My Kid Play Tested YOXO (and I Took Photos and Wrote about It!)

YOXOmoto Doon and YOXObug Flye

YOXOmoto Doon and YOXObug Flye

I am a building toy connoisseur. I’ve got wooden building blocks and Kapla blocks, Lincoln logs and tree blocks. I try to avoid the plastic building toys, but even so, I’ve got LEGOs and Zome rods, Darda tracks and Hot Wheels set-ups.

I mean, the KIDS have these building toys. Not me. Just the kids.


Anyway, because I know my building toys, I know what I like in a building toy. It’s got to be versatile, easy to start with but capable of making complex structures, and easy for a kid to incorporate into imaginative play.

In addition, I really like my kids’ toys to be American-made and either heirloom-quality or recyclable/upcyclable.

And yes, LEGOS are heirloom-quality toys in our family. And I sometimes upcycle building blocks.

That’s why, when the kid got a free YOXOmoto Doon and YOXObug Flye to build and play with so that I could write about them (query: could I eventually outsource the writing as well as the playing to the kid? Must keep this in mind…), I pretty much plopped my butt down in front of her as she was opening the first box and said, “Ooh, what are we making? Can I play?”

My kid is really nice. She let me play.

Are you asking why we have masking tape on the floor? It’s because the floor is actually a fashion show stage. Duh.


YOXOmoto DoonYOXO is a very eco-friendly building toy. It’s manufactured up in Minnesota from mostly recycled materials and water jet cutting technology, and it’s recyclable, as well, although it’s a little spendy, so I recommend keeping the pieces whenever possible and repairing them whenever necessary.

The most eco-friendly part of them, however, is what’s NOT part of them, and that’s 90% of the building materials. The kit comes with enough cardboard tubes and flat pieces to make the picture on the box, but the expectation is that your kids will use the cardboard connector pieces with whatever other pieces of cardboard that you have around the house–toilet paper tubes and paper towel rolls and cereal boxes and packing boxes, et.

In reality, thicker cardboard works better than thinner cardboard. My kid had a little trouble with cereal box cardboard (although you can definitely make it work), but once I ripped off the thick cardboard backs from all our sketch pads, we were ready to go to town!
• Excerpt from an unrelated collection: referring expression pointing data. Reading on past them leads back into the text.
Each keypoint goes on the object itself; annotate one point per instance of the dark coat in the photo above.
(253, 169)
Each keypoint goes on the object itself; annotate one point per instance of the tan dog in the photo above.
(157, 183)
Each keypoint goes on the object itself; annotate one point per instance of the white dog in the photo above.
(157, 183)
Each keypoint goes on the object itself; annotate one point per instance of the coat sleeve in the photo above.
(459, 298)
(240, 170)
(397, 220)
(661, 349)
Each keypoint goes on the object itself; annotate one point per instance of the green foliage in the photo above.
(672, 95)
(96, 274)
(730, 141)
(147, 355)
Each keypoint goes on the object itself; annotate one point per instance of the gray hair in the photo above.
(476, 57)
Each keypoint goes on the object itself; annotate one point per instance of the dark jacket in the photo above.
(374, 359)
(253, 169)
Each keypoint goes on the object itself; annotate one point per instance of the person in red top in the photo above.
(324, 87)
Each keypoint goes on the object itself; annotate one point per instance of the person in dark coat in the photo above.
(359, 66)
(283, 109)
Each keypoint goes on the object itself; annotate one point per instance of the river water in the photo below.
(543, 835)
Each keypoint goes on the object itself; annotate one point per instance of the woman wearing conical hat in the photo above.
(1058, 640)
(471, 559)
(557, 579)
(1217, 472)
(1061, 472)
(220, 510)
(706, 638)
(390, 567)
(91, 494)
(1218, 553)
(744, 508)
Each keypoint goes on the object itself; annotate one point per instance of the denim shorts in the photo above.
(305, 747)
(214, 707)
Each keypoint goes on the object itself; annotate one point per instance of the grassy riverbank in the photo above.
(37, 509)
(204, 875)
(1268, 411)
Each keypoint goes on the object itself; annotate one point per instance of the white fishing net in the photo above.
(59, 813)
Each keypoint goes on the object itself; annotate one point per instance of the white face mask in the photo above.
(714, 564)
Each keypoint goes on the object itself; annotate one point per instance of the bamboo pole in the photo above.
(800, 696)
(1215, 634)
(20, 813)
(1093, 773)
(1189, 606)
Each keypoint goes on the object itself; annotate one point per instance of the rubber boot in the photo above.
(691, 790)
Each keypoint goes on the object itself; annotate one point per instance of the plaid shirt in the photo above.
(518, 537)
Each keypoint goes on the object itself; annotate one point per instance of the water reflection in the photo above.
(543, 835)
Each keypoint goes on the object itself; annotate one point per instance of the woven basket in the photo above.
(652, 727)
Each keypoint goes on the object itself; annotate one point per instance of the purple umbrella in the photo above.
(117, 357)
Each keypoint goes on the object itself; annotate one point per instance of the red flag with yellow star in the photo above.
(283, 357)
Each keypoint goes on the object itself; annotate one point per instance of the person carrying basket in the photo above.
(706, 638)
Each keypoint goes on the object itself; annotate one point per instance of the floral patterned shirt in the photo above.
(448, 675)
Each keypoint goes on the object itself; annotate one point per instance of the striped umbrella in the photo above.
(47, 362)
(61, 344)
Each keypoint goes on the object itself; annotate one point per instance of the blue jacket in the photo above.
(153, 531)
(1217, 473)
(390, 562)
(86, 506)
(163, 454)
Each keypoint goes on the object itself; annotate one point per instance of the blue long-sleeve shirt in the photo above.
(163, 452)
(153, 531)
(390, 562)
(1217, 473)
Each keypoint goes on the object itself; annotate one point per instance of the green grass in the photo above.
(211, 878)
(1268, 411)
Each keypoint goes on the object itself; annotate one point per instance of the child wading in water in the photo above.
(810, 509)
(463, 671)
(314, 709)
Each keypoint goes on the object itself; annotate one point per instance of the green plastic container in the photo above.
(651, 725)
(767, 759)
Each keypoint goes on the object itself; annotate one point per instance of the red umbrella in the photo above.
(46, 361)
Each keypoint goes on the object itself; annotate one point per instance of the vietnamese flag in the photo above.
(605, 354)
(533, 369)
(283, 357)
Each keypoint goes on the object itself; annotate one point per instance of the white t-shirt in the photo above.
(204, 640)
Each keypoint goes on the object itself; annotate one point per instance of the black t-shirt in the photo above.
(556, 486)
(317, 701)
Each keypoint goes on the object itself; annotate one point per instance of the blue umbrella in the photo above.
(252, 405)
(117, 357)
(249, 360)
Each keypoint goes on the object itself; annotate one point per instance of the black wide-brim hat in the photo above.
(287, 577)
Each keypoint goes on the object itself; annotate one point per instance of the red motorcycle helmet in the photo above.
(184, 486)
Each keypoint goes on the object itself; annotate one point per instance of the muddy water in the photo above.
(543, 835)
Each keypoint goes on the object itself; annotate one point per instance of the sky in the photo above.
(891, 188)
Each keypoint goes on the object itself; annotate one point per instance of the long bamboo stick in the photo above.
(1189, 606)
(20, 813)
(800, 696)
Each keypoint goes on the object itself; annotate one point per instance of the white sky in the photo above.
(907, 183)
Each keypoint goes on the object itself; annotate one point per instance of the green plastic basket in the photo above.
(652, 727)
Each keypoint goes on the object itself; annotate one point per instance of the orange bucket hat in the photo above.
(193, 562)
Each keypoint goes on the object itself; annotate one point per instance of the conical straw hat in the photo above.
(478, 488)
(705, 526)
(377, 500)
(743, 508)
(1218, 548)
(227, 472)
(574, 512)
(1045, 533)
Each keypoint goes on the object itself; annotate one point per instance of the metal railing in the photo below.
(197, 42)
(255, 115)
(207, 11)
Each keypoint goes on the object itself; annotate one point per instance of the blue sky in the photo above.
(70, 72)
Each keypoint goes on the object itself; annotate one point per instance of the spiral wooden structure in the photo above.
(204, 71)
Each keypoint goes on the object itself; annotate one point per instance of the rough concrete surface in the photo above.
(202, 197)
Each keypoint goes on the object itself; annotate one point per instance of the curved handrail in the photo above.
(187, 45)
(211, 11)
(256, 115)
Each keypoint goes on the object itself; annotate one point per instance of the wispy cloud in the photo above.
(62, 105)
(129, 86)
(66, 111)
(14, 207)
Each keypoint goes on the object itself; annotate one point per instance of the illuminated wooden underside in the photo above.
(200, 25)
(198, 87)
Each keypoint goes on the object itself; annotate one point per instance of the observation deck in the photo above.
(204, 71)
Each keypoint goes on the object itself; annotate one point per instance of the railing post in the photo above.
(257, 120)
Working together, we thought it quite fun to make up new connector pieces from our own cardboard. The kid’s Doon looks weird in the photo because I actually made those combined strut and hub pieces myself, because the kid wanted her buggy to roll.

YOXObug FlyeMy kid is super into imaginary games, so she liked the dragonfly kit even better than the buggy–she still got to build it (with adult help–the diagram was hard for her to interpret), but then she got to play pretend with it. It’s flying all cute in this photo, but then she made it fly down and eat my brains.

Did I mention that my kid is also a little violent?

Although the kits themselves cost money, the YOXO site also includes some educational downloads that are free. A couple are STEM-related enrichment activities that you can use to get a kid building, and Instant Superhero is a fun creative, dramatic storytelling game.

YOXO Doon and FlyeAfter the kid and I built the kits, we took them outside and I followed her around for the afternoon as she played. The buggy and the dragonfly fought, and then they made friends. The dragonfly flew around for a while. The buggy was introduced to the chickens. There was half an hour when they were lined up over and over again in the grass so that the kid could leap over them. Dinosaurs eventually came to play. They were abandoned for quite a while when I made the mistake of suggesting that maybe it was a rabbit’s nest that the cat was sniffing at across the yard, and then for longer when a tree fell at the drive-in next door and needed to be climbed on. But they were brought in when it got dark, and the kid flat-out refused to take them apart and put them neatly back in their boxes, as I’d dared to suggest, so there they sit on the family room table, ready to be played with again tomorrow after ballet.

I received a Target gift card from a PR firm for use on YOXO kits, because I can’t review something if my kids haven’t used it to build a Rube Goldberg-style cardboard booby trap for my bedroom door!